Voici encore l’un des épisodes à Lacédémone : il parvint aux Lacédémoniens une lettre de la part de l’empereur, qui apportait une réprimande à leur collectivité sous prétexte qu’ils avaient un comportement outrageant qui outrepassait la liberté ; or c’est à la suite de calomnies de la part du gouverneur de Grèce que cette missive leur avait été envoyée.

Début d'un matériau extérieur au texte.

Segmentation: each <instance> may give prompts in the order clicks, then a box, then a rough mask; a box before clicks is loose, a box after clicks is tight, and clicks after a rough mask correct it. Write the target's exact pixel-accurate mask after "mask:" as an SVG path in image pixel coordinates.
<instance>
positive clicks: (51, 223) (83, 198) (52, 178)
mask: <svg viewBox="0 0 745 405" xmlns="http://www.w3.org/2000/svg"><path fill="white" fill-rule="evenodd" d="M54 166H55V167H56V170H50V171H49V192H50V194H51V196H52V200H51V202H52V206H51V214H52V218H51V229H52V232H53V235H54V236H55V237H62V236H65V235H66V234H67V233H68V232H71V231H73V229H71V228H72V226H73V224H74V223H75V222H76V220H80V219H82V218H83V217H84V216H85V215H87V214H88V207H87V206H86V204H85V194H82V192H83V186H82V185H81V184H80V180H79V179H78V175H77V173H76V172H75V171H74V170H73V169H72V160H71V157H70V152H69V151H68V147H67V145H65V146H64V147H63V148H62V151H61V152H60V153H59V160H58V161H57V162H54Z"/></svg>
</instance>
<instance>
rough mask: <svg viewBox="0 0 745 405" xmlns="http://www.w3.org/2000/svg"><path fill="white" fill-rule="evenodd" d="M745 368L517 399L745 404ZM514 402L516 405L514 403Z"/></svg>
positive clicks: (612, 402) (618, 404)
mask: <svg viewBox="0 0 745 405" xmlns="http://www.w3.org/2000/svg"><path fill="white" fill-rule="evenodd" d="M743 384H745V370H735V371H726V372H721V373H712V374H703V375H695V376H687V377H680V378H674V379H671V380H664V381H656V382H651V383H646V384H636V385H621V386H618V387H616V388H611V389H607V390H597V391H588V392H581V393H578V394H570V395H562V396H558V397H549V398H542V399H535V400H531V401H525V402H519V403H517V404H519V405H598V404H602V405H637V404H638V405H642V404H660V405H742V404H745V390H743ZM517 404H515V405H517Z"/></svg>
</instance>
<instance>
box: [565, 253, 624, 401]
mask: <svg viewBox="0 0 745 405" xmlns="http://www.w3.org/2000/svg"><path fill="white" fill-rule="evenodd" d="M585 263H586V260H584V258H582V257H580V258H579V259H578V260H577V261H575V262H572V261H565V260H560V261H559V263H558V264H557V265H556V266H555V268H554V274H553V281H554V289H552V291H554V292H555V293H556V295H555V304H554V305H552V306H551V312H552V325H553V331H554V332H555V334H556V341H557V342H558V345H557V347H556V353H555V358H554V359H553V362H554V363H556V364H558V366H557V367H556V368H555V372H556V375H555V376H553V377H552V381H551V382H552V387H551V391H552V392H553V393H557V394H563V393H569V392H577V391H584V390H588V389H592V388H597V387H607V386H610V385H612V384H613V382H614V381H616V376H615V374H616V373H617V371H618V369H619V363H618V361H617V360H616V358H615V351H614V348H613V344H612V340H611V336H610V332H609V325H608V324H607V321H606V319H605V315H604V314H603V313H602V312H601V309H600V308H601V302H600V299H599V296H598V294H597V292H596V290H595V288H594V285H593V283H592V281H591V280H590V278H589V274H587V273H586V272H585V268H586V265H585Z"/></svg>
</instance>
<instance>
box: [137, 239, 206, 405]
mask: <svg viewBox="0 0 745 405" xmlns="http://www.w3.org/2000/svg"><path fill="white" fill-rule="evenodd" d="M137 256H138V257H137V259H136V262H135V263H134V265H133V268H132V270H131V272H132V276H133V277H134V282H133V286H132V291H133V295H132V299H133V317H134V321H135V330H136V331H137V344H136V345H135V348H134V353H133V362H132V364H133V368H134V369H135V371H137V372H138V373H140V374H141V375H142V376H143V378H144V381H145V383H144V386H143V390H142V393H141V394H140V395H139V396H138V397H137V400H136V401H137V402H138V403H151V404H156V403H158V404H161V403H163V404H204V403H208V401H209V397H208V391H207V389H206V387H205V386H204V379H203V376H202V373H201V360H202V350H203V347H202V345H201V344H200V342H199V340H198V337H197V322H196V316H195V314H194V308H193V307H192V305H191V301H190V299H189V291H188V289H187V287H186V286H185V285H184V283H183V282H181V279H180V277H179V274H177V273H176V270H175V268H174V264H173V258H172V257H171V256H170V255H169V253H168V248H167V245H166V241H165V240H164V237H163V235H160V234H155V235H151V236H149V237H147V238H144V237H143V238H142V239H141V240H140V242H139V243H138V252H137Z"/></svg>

Alors, les Lacédémoniens étaient tenus par l’embarras et Sparte se querellait avec elle-même : faut-il plutôt lui envoyer une lettre où ils conjurent la colère de l’empereur, ou plutôt dans laquelle ils le prennent de haut ? Face à ces questions, ils firent alors d’Apollonios leur conseiller concernant le caractère de la lettre ; lui, lorsqu’il les vit désunis, s’avança devant leur collectivité et dit d’un style concis comme suit :
« Palamède a découvert l’écriture non pas pour écrire seulement, mais aussi pour savoir ce qu’il ne faut pas écrire. »
De cette façon, il évita aux Lacédémoniens de se voir ni hardis ni lâches.